With Americanas going into judicial recovery, the market is trying to estimate the impacts for the sector — especially for the other listed retailers (Magazine Luiza, Via Varejo and Mercado Livre).
In a report published today, Citi estimates the potential gain for the three competitors. For the purposes of the analysis, the bank uses data from SimilarWeb and assumes that all Americanas customer traffic migrates to other players.
The conclusion: the biggest beneficiary in absolute terms would be Mercado Livre, but, in percentage terms, Magalu would have the biggest GMV gain.
“We expect Magazine Luiza’s online GMV to grow 18%, followed by Via Varejo (+15%) and Mercado Livre (+11%),” wrote analysts João Pedro Soares and Felipe Reboredo.
To arrive at these numbers, Citi measured the overlap of traffic between Americanas and the other three retailers. The biggest overlap is with Mercado Livre, which shares 78.5% of its audience with Americanas, followed by Magalu (58.4%) and Via Varejo (37.2%).
In the analysts’ view, if Americanas were to go offline, the most natural thing would be for customers who already buy on both sites to start spending at MELI.
“MELI’s gain in percentage terms is smaller because it is very large today, so this migration does not represent that much for it, but in absolute terms it would be the biggest beneficiary,” the analysts wrote.
Citi also made a distinction between the GMV of 1P and 3P. In the bank’s estimates, Mercado Livre would capture most of 3P’s GMV. The 1P’s GMV, however, would go mainly to Magalu; MELI does not have 1P.

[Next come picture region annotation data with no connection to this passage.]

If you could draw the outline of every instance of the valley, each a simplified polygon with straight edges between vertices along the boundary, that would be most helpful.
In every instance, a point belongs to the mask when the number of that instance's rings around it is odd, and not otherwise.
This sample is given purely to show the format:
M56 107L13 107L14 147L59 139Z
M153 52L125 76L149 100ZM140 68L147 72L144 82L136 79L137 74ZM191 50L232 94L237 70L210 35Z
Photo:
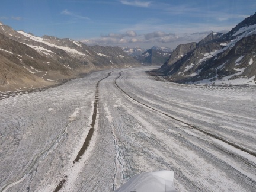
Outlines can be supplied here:
M177 191L253 191L255 86L156 81L153 69L0 100L0 191L113 191L163 169Z

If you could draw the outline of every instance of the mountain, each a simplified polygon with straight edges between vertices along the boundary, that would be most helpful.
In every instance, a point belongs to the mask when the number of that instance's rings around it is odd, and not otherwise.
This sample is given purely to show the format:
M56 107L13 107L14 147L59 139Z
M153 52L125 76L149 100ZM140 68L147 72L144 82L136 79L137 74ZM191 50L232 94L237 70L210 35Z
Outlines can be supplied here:
M134 58L143 65L159 66L165 62L169 57L172 49L170 48L153 46Z
M91 71L141 65L118 47L37 37L0 24L0 91L50 85Z
M256 14L226 34L178 46L158 72L177 82L255 85L255 57Z
M135 57L135 56L137 56L138 55L140 55L142 54L145 51L145 49L142 49L139 48L139 47L130 48L128 47L122 47L121 49L123 49L123 50L125 53L126 53L129 55L133 56L133 57Z

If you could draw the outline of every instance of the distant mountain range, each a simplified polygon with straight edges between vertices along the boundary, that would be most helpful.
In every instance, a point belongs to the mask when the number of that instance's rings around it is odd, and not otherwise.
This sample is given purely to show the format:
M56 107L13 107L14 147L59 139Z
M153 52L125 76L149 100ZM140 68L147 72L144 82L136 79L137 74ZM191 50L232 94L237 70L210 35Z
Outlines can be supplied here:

As for physical retail, Citi said it was difficult to predict the impact because “the market is much more fragmented and Americanas’ business addresses a much larger number of players, which include electronics, home products, food, beverages and even fashion retailers. .”
From the close on the 11th, when Americanas unveiled its pump, until today, Magalu is up 22% and MELI, 18% — while Via Varejo cai 14%. In this same period, the Bovespa index was sidelined.